Computational Neurology

Models of pathological influences of neurodegeneratives diseases

We invite applications for students' projects and bachelor/master theses for contributing to developing models of pathological influences of neurodegeneratives diseases (i.e., Alzheimer’s Disease) on brain activity. The project touches topics of whole-brain dynamics, biomarkers, and effective connectivity (i.e., directional influences of brain regions onto each other).

Computational Neuroscience

Modeling Memory Mechanisms in Spatial Navigation

Spatial navigation is crucial for survival and reproduction, relying heavily on memory to recall important locations. This project integrates neuroscience and machine learning, using reinforcement learning (RL) to model how artificial agents navigate and form memories in simulated environments. By comparing these processes to biological systems, we aim to understand how memories are encoded, stored, and retrieved.

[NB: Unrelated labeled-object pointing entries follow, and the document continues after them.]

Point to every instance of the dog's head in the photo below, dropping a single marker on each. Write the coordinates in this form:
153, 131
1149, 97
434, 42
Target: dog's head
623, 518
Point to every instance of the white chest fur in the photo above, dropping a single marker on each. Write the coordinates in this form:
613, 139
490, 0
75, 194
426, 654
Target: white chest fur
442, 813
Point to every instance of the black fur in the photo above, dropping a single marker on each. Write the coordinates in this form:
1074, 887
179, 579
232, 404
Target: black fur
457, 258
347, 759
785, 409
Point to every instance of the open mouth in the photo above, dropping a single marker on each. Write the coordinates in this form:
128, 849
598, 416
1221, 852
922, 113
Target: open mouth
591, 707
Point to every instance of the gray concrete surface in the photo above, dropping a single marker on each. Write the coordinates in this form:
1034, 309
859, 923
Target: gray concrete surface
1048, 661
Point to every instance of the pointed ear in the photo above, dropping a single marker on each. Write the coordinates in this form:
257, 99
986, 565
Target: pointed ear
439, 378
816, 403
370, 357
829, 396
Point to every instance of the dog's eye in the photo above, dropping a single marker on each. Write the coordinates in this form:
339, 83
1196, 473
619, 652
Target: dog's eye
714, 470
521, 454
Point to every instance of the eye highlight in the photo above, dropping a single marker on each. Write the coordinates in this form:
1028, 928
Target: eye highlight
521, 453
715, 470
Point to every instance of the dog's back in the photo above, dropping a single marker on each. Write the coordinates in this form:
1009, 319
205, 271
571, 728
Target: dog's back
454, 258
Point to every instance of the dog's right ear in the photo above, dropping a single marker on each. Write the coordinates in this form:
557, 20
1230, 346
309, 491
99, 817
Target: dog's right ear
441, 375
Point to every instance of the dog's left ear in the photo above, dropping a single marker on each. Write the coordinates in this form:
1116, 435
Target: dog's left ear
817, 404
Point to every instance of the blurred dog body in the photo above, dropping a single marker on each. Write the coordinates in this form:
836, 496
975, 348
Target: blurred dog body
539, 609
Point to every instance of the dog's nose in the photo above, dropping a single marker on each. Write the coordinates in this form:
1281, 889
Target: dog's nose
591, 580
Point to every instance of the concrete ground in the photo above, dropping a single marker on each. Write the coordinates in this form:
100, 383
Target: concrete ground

Replay Dynamics and the role of hippocampal subregion CA2

Our life is full of experiences of which we remember only few. For an experience to be remembered, corresponding sequences of neural activity have to be replayed in the hippocampus during so called sharp wave-ripples. But how is it decided which experiences are to be remembered and which ones are not? We hypothesize that this may - at least in part - be a self-organized process within the hippocampus, with multiple sequences simultaneously becoming active at the beginning of a sharp wave-ripple and then competing for their reactivation. In this project you will be searching for fingerprints of such competition dynamics with state-of-the-art tools from replay analysis on data provided from our collaborators at the McHugh lab at Riken Center for Brain Sciences, Japan. This project can be extended to a Ph.D. thesis within Computational Neuroscience. For example, in our collaborators' data you may dive deeper by investigating how hippocampal subregion CA2 influences such competition dynamics, as we have previously postulated (Stöber et al, 2019, Hippocampus). To excel in this project, you should be able to program, have some experience in handling data, and should not be scared of formulas. If this fits you, do not hesitate to get in touch with us.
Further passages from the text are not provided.